# K means Clustering Analysis

In [221]:
import pandas as pd
import warnings
from sklearn.cluster import KMeans
from sklearn.preprocessing import MinMaxScaler
import plotly.graph_objects as go
import plotly.express as px
import numpy as np
warnings.filterwarnings("ignore")

In [222]:
df = pd.read_csv('Data/Listening_Data/songs_listened_to_with_all_info_unique.csv')
df = df.drop('Unnamed: 0.1', axis=1)
df = df.drop('Unnamed: 0', axis = 1)
df = df.drop_duplicates(subset='trackName', keep='first')
df.head(2)

Unnamed: 0,endTime,artistName,trackName,albumName,msPlayed,month,year,Season,trackUri,danceability,...,liveness,valence,tempo,type,id,uri,track_href,analysis_url,duration_ms,time_signature
0,1/20/2022 4:50,Lonr.,Make the Most (feat. H.E.R.),Land Of Nothing Real,60,1,2022,1,spotify:track:6UF1vUIoLleFrhcxg2L26V,0.566,...,0.0806,0.838,78.743,audio_features,6UF1vUIoLleFrhcxg2L26V,spotify:track:6UF1vUIoLleFrhcxg2L26V,https://api.spotify.com/v1/tracks/6UF1vUIoLleF...,https://api.spotify.com/v1/audio-analysis/6UF1...,213851,4
73,1/29/2022 20:28,Yung Bleu,You’re Mines Still (feat. Drake),You’re Mines Still (feat.

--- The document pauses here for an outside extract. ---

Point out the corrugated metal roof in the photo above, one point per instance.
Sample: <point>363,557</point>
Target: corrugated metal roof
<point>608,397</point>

Drake),5739,1,2022,1,spotify:track:7E2C5rBLpCKwQlhJPVFBRS,0.575,...,0.105,0.339,83.004,audio_features,7E2C5rBLpCKwQlhJPVFBRS,spotify:track:7E2C5rBLpCKwQlhJPVFBRS,https://api.spotify.com/v1/tracks/7E2C5rBLpCKw...,https://api.spotify.com/v1/audio-analysis/7E2C...,226220,4


In [223]:
# Get a metric for percentage played of each song.
df['Percentage_Listened'] = (df['msPlayed'] / df['duration_ms']) * 100

In [224]:
df_stats = df[['danceability', 'energy', 'key', 'loudness', 'speechiness', 'acousticness', 'instrumentalness', 'liveness', 'valence', 'tempo']]
df_stats.head(2)

Unnamed: 0,danceability,energy,key,loudness,speechiness,acousticness,instrumentalness,liveness,valence,tempo
0,0.566,0.693,10,-6.917,0.368,0.361,0.0,0.0806,0.838,78.743
73,0.575,0.609,5,-4.88,0.121,0.317,0.0,0.105,0.339,83.004


In [225]:
scaler = MinMaxScaler()
scaler.fit(df_stats)
X=scaler.transform(df_stats)


In [226]:
inertia = []
for i in range(1,11):
    kmeans = KMeans(
        n_clusters=i, init="k-means++",
        n_init=10,
        tol=1e-04, random_state=42
    )
    kmeans.fit(X)
    inertia.append(kmeans.inertia_)
fig = go.Figure(data=go.Scatter(x=np.arange(1,11),y=inertia))
fig.update_layout(title="Inertia vs Cluster Number",xaxis=dict(range=[0,11],title="Cluster Number"),
                  yaxis={'title':'Inertia'},
                 annotations=[
        dict(
            x=4,
            y=inertia[3],
            xref="x",
            yref="y",
            text="Elbow",
            showarrow=True,
            arrowhead=7,
            ax=20,
            ay=-40
        )
    ])

Looks like the elbow is created around K = 3-4. So lets use 4!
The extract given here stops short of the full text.